PRQL / prql

PRQL is a modern language for transforming data — a simple, powerful, pipelined SQL replacement
https://prql-lang.org
Apache License 2.0
9.85k stars 216 forks source link

Better support for DuckDB data-import syntax #4726

Closed mmaitre314 closed 2 months ago

mmaitre314 commented 2 months ago

I was able to use PRQL to read Parquet data through DuckDB but this required using an s string. It would be nice if there was native support for DuckDB's data-import syntax.

What I ended up writing:

from s"SELECT * FROM 'az://azduckdb.blob.core.windows.net/data/HuggingFaceFW/fineweb/CC-MAIN-2013-20/*.parquet'"
take 5

What I would have liked to write:

from 'az://azduckdb.blob.core.windows.net/data/HuggingFaceFW/fineweb/CC-MAIN-2013-20/*.parquet'
take 5

Notebook for reference: https://github.com/mmaitre314/az-duckdb/blob/main/test_pyprql.ipynb

max-sixty commented 2 months ago

Does this help?

https://prql-lang.org/book/reference/data/read-files.html

In particular:

prql target:sql.duckdb

from `az://azduckdb.blob.core.windows.net/data/HuggingFaceFW/fineweb/CC-MAIN-2013-20/*.parquet`
take 5
SELECT
  *
FROM
  "az://azduckdb.blob.core.windows.net/data/HuggingFaceFW/fineweb/CC-MAIN-2013-20/*.parquet"
LIMIT
  5

-- Generated by PRQL compiler version:0.12.2 (https://prql-lang.org)

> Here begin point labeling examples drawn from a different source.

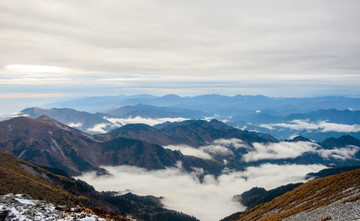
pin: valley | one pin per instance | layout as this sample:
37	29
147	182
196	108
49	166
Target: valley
189	162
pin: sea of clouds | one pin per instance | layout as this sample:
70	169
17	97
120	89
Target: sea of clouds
209	199
321	126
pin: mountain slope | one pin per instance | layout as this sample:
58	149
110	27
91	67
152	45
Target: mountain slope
149	111
81	120
335	193
20	177
191	132
123	151
47	142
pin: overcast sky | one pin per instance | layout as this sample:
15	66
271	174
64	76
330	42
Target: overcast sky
61	49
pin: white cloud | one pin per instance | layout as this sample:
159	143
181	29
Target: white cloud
207	200
236	143
249	44
217	147
137	120
281	150
322	126
343	153
76	125
98	128
191	151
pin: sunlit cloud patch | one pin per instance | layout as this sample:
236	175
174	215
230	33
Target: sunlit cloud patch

...and the read_parquet function

(FYI the python releases are a bit out of date, it's not impossible they haven't updated to this. We're waiting on PyPI but could publish a differently named package in the meantime if needed)

mmaitre314 commented 2 months ago

Setting the target dialect fixed the issue. Thanks for the quick response!